The decision also raises an obvious question beyond any economic considerations: is Europe really prepared to favor an absolutist and inward-looking view of privacy over health research advancements? The answer should be obvious, particularly as Europe grapples with a global pandemic. 

Yet, by prohibiting transfers of sensitive data such as health data to 153 ‘non-adequate’ countries, the CNPD decision would further exacerbate the difficulties that European researchers are already facing to collaborate with major partners in critical health research. 

In a report published last month, three major European research organizations made it abundantly clear that the EU’s data transfer rules are inadequate to conduct health research collaboration. As a result, 40 health research projects, looking at diseases from cancer to Alzheimer’s, have been suspended since the GDPR entered into force.
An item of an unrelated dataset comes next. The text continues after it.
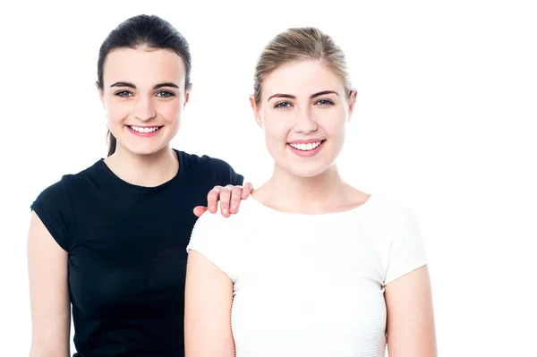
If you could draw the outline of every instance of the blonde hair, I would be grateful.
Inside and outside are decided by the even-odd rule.
[[[319,60],[344,83],[347,99],[352,93],[346,61],[332,38],[313,27],[293,28],[276,36],[265,47],[255,68],[253,96],[256,106],[261,103],[261,87],[268,74],[294,61]]]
Furthermore, 5,000 ongoing projects between European and American researchers could be at risk. 

Should the CNPD decision become Europe’s enforcement standard for data transfers, those 5,000 projects would also have to be suspended since the only option left for European researchers would be to send data to one of the 12 adequate jurisdictions. 

While Europe seeks to build its own European Health Data Space, diseases know no borders and require global answers through research collaboration inside and outside Europe. Europe’s first priority should be to fix the most obvious shortcomings that European health researchers are already facing.

At this point, anyone supporting Europe’s global digital aspiration and a thriving economic and public health recovery can only hope that the CNPD decision does not become Europe’s enforcement standard for data transfers.